Relationship between the latencies of the REMSLE elicited by carbachol (a) or bicuculline (b) and the antero-posterior coordinates of the injection sites. The plots are vertically divided into the levels corresponding to the standard sections shown in Fig. 3, and the symbols used to designate different effects are the same as in Fig. 3. Injections that did not elicit any effects are shown by open symbols at latencies 5 and 16 min for carbachol and bicuculline, respectively. Both carbachol and bicuculline elicited REMSLE with shortest latencies at the levels B-8.72 and B-8.80; at more caudal levels, carbachol became ineffective whereas the latencies of the REMSLE elicited by bicuculline were still short through the level B-9.30. The site of intersection between the ventral tegmental nucleus and the medial longitudinal fasciculus (VTx) was used as the anatomical reference point.

Figure 5

Relationships between REMSLE latencies and the antero-posterior coordinates of the injection sites could be approximated with separate linear regressions for the episodes elicited by 0.5 and 2 mM bicuculline and carbachol. The plot shows data for effective injections made at, or rostral to, B-8.80. The vertical lines delineate the range of antero-posterior coordinates corresponding to the standard sections shown in Fig. 3, and the symbols used to designate different effects are the same as in Fig. 3. All three regression lines point to level B-8.80 as the region of highest sensitivity for both bicuculline and carbachol, and the differences in the slopes of the regressions are consistent with the diffusion rate being faster for carbachol than bicuculline.

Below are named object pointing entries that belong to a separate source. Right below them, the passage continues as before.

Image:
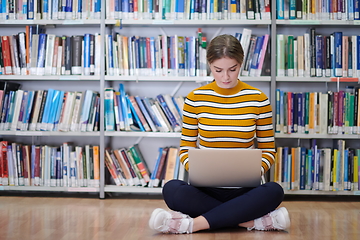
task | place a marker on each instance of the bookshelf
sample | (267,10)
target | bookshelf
(145,85)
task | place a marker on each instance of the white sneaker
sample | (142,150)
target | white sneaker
(170,221)
(276,220)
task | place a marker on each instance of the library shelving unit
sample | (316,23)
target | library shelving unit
(149,142)
(63,83)
(152,85)
(325,23)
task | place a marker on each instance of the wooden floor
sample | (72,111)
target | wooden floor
(114,219)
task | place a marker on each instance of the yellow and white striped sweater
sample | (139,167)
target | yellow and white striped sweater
(228,118)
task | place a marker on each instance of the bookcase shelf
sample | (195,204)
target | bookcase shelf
(48,133)
(318,22)
(52,189)
(50,78)
(124,189)
(313,192)
(316,79)
(144,134)
(50,22)
(179,79)
(197,23)
(317,136)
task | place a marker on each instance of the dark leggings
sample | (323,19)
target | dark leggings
(223,207)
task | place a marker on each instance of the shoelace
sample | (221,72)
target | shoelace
(267,222)
(175,221)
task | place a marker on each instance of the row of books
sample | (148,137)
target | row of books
(49,166)
(189,10)
(128,168)
(324,169)
(317,55)
(317,112)
(318,9)
(34,52)
(256,54)
(156,56)
(49,110)
(124,112)
(136,9)
(177,55)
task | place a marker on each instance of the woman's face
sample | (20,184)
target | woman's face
(225,71)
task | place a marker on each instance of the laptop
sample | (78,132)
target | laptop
(225,167)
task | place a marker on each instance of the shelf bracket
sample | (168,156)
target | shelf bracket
(163,32)
(217,32)
(138,140)
(177,88)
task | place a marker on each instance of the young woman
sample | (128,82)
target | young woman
(226,113)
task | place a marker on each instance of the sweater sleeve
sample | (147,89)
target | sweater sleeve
(265,133)
(189,130)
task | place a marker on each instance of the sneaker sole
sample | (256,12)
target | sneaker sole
(287,217)
(153,217)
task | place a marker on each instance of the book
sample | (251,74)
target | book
(138,113)
(140,162)
(170,116)
(109,109)
(170,168)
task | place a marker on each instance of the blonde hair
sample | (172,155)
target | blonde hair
(225,46)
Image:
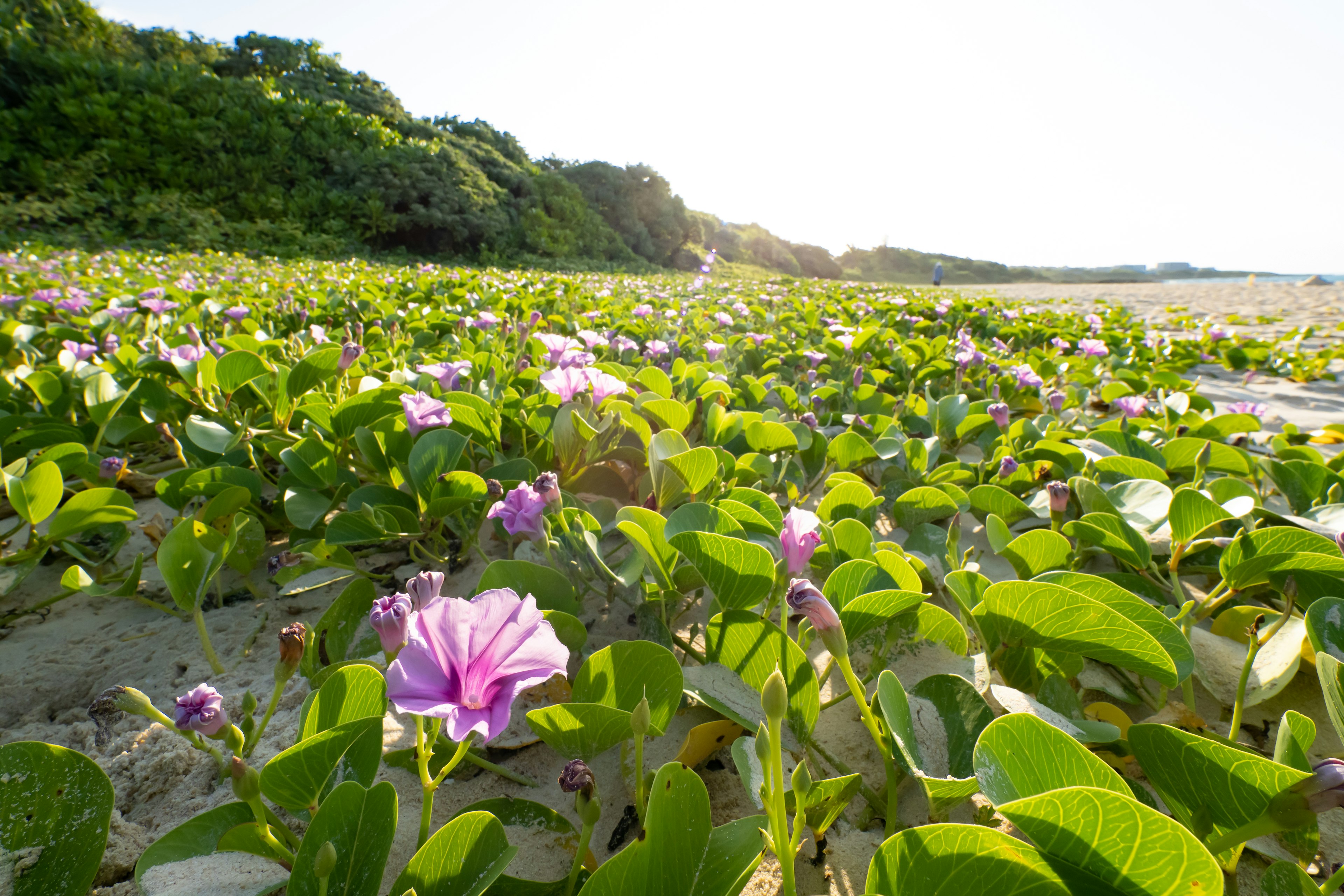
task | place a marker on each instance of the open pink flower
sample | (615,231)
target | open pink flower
(799,538)
(465,662)
(565,382)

The site of intersection between the ventral tegmental nucleus and the medial longitudinal fasciculus (VTx) was used as the anatomical reference point. R, linear regression coefficient.

Figure 6

Relationship between the durations of the REMSLE elicited by carbachol (a) or bicuculline (b) and the antero-posterior coordinates of the injection sites plotted in the same format as in Fig. 4. The injections that did not elicit REMSLE are shown as yielding effects of zero duration (open symbols). Note that the REMSLE elicited by carbachol were 5–10 times shorter than many of those elicited by bicuculline, and that the longest-lasting REMSLE were elicited by either drug from the levels B-8.72 and B-8.80. The site of intersection between the ventral tegmental nucleus and the medial longitudinal fasciculus (VTx) was used as the anatomical reference point.

Figure 7

Relationship between the latencies and durations of REMSLE elicited by carbachol and bicuculline. Linear regression analysis was separately applied to the data for mono-phasic REMSLE elicited by carbachol, REMSLE evoked by 0.5 mM bicuculline (all but one, mono-phasic), and REMSLE elicited by 2 mM bicuculline (all but five, bi-phasic). The symbols used to designate different effects are the same as in Fig. 3. The slopes of the regression lines for 0.5 mM bicuculline and carbachol were similar (the latter was statistically significant). These slopes were nearly flat compared to the regression line for 2 mM bicuculline. The reason for this was that all the REMSLE elicited with latencies shorter than 6 min (thus from the sites located close to the most effective region) were of the much longer-lasting, bi-phasic type. R, linear regression coefficient.

Figure 8

Magnitudes of the changes in XII nerve activity (a), respiratory rate (b), EEG power in the 6–12 Hz range (c) and hippocampal power in the 3–5 Hz range (d) during REMSLE elicited by carbachol and bicuculline shown in relation to the antero-posterior coordinates of the injection sites. Each graph shows combined data for all REMSLE elicited by either carbachol, 0.5 or 2 mM bicuculline. The symbols used to designate different drugs and effects are the same as in Fig. 3. There were only weak trends for the magnitudes of the changes to be larger at the levels B-8.72 and B-8.80, where the latencies were the shortest (see Figs 4 and 5), and for 2 mM bicuculline to produce larger effects than 0.5 mM bicuculline. The site of intersection between the ventral tegmental nucleus and the medial longitudinal fasciculus (VTx) was used as the anatomical reference point.